DifferentialEquations.jl: running out of memory with large system size ODE

Hi everyone,

I need to solve a first order, homogeneous, time independent ODE on a relatively big system size (3 \times 3 \times 144 \times 144=186,624 dimensions). I had previously made a crude fixed step Dormand Prince (8th order RK) solver to solve it, and it was able to run without memory issues.

I now tried to use DifferentialEquations.jl to do it. However, it was using too much memory, and got killed by the system (using Slurm on a cluster: slurmstepd: error: Detected 1 oom-kill event(s) in StepId=30632558.0 cgroup. Some of your processes may have been killed by the cgroup out-of-memory handler. )

Are there any ways to reduce the memory usage of DifferentialEquations.jl ? I have already used solver options to only keep data at specific times (as many as I was storing before):

# define the problem
tmax = Float64(dt * (nt - 1))
f = makef(H)
prob = ODEProblem(f, v, (0, tmax))

# solve it
# save every second
sol = solve(prob, saveat=dt,
            progress=true,
            reltol=1e-5)

See full function at semiclassical-monte-carlo/montecarlo.jl at 466cece1bfcf08da8bd9923d8c513f89cde337eb · Joh11/semiclassical-monte-carlo · GitHub

From what I’ve read in the docs, the saveat settings automatically sets dense to false, so it should not use more memory than my manual methods. Are there any other settings I am not aware of to reduce memory usage ?
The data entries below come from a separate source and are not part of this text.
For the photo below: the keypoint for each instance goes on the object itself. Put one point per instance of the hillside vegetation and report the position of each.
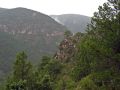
(84, 61)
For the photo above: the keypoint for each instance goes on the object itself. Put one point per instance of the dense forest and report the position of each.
(84, 61)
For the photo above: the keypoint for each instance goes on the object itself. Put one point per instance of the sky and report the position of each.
(56, 7)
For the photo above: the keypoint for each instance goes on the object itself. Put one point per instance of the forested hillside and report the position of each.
(26, 30)
(84, 61)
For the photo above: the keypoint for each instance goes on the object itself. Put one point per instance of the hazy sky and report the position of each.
(84, 7)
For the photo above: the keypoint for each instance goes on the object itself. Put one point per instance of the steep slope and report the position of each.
(28, 30)
(74, 22)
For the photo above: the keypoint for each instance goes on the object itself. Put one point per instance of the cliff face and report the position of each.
(23, 29)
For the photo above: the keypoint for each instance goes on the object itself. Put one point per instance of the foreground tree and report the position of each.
(22, 76)
(98, 54)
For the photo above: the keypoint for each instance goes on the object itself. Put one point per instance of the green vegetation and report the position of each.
(89, 61)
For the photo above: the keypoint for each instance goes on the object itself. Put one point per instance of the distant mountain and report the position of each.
(74, 22)
(28, 30)
(2, 9)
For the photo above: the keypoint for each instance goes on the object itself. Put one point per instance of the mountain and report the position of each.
(24, 29)
(74, 22)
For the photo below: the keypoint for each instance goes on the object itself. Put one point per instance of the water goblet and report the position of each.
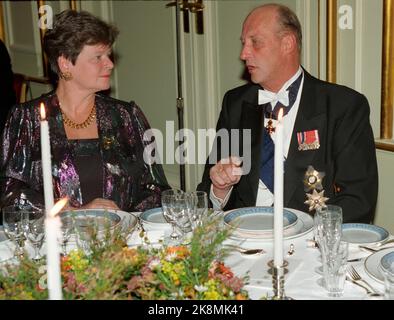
(198, 207)
(168, 201)
(14, 226)
(35, 228)
(328, 227)
(67, 229)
Try DP8(). This is defaulting to a method with automatic stiffness detection between a high order RK method and TRBDF2. Methods for stiff equations require building the Jacobian, which I presume is huge and since no sparsity pattern is specified it’ll be dense. Long story short, that dense Jacobian is probably what’s running out of memory, so choosing a method for non-stiff equations or supplying a sparsity pattern is the way to go.

4 Likes

Thanks ! I’m trying that and will mark the topic solved if it works.
I did not think the stiffness would require the Jacobian.

So it is equivalent to setting alg_hints to :nonstiff right ?

Not quite equivalent. If you set that then it’ll pick a non-stiff method, like Vern7() IIRC in this case. So it might be a different method but it’ll do “the same thing”.

Ok ! That’s what I meant.

Unfortunately it still runs out of memory.

The solver stores the solution as a Vector{T}, where T is the type of the initial condition vector. However, to integrate with the rest of my code, I would like to convert the solution to a rank 4 Vector, with the last axis being the time index. I thus have the following code to copy the solution to such a vector (semiclassical-monte-carlo/montecarlo.jl at 466cece1bfcf08da8bd9923d8c513f89cde337eb · Joh11/semiclassical-monte-carlo · GitHub):

# put it in a format usable by the rest of the code
    nt = length(sol)
    L = size(v)[2]
    ret = zeros(Vec3, H.Ns, L, L, nt)

    for n in eachindex(sol.u)
        @views ret[:, :, :, n] = sol.u[n]
    end
    
    ret

This obviously doubles the memory requirements of my code, and I suspect this is now what’s exhausting my memory. Is there a way to convert between these two data types without allocating a new vector ?

Else I will probably have to rework the rest of the code to use this, but I’d ideally keep it untouched.

The sol object already acts like that: sol[i,j,k,n] if the initial condition is a 3-tensor.

1 Like

Thanks ! Julia indexing is even more flexible than I was thinking… I have to look more into it.

However, with all of it, my program still runs out of memory…
Unless you know other tricks to reduce memory usage, I’ll just stick to my own method then, I do not see any other trivial waste of memory in my code.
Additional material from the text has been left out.